I enjoy shopping at Target. It is one of my vices (along with reading my weekly smut, a.k.a., US Weekly and circling all the things in Vogue I want but would never wear) because I can roam the store and find nearly a dozen reasons why I need everything in there. I was in there today, and instead of buying the store, I managed to pull one of my patented fake-out moves instead.
In law school, I never spoke up unless I knew exactly what I was talking about and that I was 100% sure I had the right answer. Because of this, I would concentrate my attention fully on some obscure law because I knew I would end up being the only one volunteering during class. This led people to believe I was actually much smarter than I was, and the fake-out move saved me from being called on in the future.
I also use this fake-out move in every day life; today, for instance, in Target. I was wandering down the aisle, when an old man kindly moved out of my way so I could get to the Tylenol. He smiled and said, "I'll let you go, even though I normally wouldn't do it for a Yankees fan." I, of course, was wearing Jeremy's Yankee hat.
For some reason or another, this old man took it upon himself to say "your Yankees aren't doing too well this year, are they?"
Now, I love sports. I also absolutely hate it when people wear hats of teams they know nothing about just because it's "fashionable." However, my knowledge of sports is limited to surface facts (i.e., the Yankees play in New York; the Mets do, too), and I almost panicked that I would appear to this man as one of those nit wit girls that wears Yankee hats because Derek Jeter looks hot in uniform.
I was saved because of my fake-out move and the fact that Jeremy is an atlas for sports information.
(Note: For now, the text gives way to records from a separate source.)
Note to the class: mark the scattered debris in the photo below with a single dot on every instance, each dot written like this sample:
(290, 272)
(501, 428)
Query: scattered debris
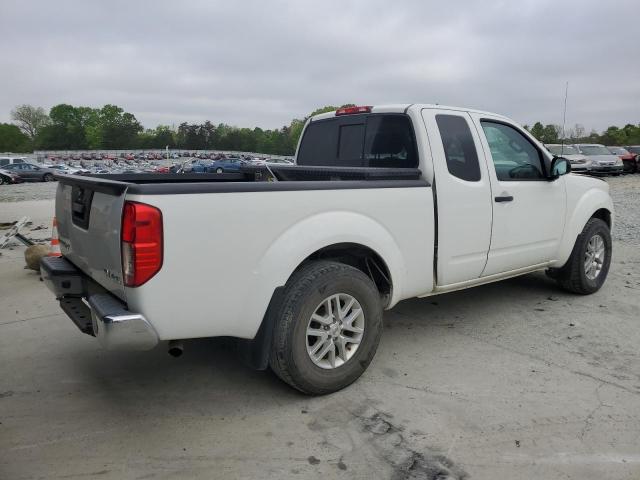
(33, 255)
(13, 232)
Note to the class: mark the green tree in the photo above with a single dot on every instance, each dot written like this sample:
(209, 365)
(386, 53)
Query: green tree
(119, 129)
(30, 119)
(66, 130)
(12, 139)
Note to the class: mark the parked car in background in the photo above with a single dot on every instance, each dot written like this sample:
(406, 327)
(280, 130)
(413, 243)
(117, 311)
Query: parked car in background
(629, 159)
(226, 165)
(579, 162)
(197, 166)
(29, 172)
(635, 149)
(280, 161)
(11, 160)
(70, 170)
(602, 160)
(7, 177)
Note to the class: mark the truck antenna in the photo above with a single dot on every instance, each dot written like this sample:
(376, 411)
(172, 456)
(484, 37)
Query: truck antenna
(564, 117)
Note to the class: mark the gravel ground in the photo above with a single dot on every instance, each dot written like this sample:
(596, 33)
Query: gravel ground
(625, 192)
(28, 191)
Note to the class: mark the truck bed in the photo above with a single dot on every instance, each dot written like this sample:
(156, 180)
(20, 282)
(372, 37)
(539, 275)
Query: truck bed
(302, 176)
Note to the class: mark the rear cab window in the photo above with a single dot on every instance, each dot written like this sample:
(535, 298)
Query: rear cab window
(366, 140)
(515, 158)
(459, 148)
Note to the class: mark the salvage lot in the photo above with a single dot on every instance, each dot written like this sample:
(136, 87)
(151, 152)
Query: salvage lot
(511, 380)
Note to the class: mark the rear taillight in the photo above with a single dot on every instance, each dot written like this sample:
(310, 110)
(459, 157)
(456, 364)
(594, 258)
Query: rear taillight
(353, 110)
(141, 237)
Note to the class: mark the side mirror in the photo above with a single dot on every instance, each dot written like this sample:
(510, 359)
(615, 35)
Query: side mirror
(559, 166)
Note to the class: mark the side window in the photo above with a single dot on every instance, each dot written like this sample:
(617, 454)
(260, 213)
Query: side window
(459, 149)
(369, 140)
(390, 142)
(350, 139)
(514, 156)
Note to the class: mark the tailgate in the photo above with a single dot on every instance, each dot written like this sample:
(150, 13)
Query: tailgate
(89, 220)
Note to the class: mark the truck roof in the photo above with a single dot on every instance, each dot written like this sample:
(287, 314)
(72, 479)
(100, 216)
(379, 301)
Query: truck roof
(403, 107)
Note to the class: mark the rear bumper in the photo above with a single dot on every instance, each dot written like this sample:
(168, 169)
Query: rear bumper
(94, 310)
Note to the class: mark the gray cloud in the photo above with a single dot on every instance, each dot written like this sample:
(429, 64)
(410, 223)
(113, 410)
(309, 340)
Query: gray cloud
(262, 63)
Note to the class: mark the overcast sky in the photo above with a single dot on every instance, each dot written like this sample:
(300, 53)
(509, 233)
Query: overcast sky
(262, 63)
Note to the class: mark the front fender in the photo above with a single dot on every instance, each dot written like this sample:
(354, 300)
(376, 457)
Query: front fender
(580, 208)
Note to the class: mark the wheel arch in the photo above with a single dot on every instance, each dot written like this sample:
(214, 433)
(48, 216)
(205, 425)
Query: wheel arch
(594, 203)
(347, 237)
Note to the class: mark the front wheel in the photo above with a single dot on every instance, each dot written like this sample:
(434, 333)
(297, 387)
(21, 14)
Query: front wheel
(328, 327)
(587, 268)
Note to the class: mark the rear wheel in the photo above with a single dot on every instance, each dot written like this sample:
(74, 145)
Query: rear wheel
(328, 328)
(588, 265)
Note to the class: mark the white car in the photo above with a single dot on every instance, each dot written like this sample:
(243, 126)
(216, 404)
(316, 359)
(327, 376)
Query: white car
(388, 203)
(602, 160)
(4, 161)
(579, 162)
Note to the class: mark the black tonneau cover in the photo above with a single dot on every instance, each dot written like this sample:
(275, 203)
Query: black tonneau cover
(251, 178)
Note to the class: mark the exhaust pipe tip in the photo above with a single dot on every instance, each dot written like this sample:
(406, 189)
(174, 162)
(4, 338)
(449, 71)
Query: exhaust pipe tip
(175, 348)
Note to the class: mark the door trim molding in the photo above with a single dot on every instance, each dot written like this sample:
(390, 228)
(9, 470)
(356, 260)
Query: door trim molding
(488, 279)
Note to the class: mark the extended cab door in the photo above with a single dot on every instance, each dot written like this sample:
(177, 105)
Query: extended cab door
(528, 208)
(463, 194)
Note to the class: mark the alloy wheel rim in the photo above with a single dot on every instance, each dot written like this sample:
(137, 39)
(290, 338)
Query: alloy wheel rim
(594, 257)
(335, 331)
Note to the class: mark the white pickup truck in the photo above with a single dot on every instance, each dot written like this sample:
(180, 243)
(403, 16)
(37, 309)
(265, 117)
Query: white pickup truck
(298, 262)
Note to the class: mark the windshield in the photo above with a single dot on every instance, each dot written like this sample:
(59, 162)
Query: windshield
(563, 150)
(618, 150)
(594, 150)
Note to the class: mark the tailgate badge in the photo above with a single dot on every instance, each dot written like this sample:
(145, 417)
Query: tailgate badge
(112, 276)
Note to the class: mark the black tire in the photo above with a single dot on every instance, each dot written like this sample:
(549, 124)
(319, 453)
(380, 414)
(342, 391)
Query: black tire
(304, 292)
(572, 276)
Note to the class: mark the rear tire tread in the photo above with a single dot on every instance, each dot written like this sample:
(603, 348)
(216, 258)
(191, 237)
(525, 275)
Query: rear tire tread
(296, 288)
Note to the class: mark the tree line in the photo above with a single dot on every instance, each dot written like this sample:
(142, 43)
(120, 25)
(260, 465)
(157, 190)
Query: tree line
(627, 135)
(68, 127)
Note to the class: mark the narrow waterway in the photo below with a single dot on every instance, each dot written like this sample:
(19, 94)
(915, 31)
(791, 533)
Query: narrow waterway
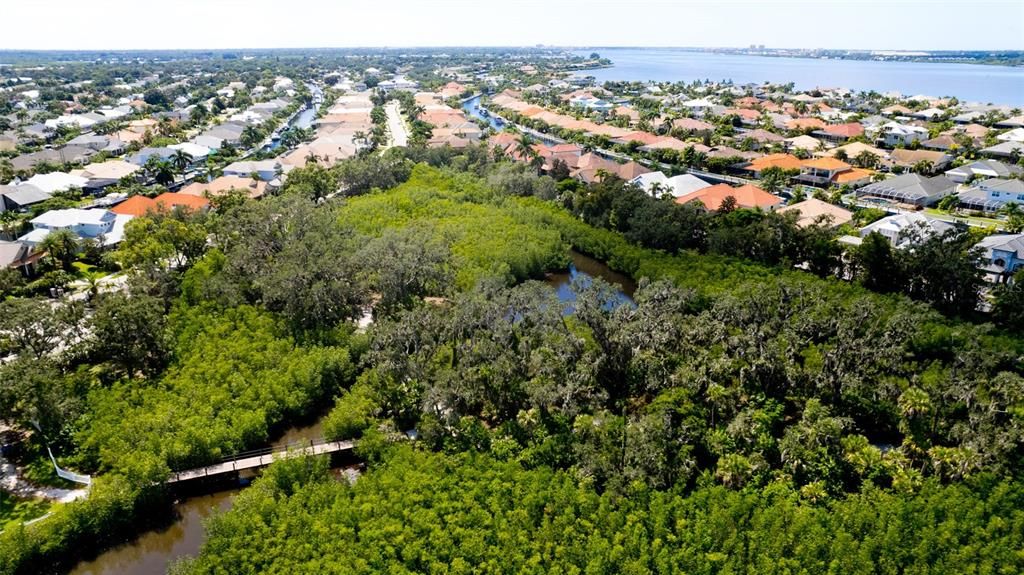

He knows who hit the third homerun in the second game of the 18th World Series. He knows what size shoe Brett Favre wears and how fast Jerry Rice can run the mile. Seriously. Obscure, crazy stuff. When he talks sports, I tend to zone in on the less intricate details of sports news. Like, that the Yankees pitching is going down the shitter. Which I said to the old man.
The old man seemed impressed with me, and proceeded to talk to me further. The only other tidbit of knowledge I had pertaining to the Yankees had something to do with Roger Clements and the fact that he was getting a boatload of money, so I said "I don't think paying Roger Clements $1million a game will help."
I think the old man was in love with me at this point. Apparently, that was completely relevant to what we were talking about. Then, sadly, his wife pulled him to another aisle. He waved goodbye to me. We were kindred spirits at that point.
I'm not sure the fake-out move will help me on the bar, so off for more studying.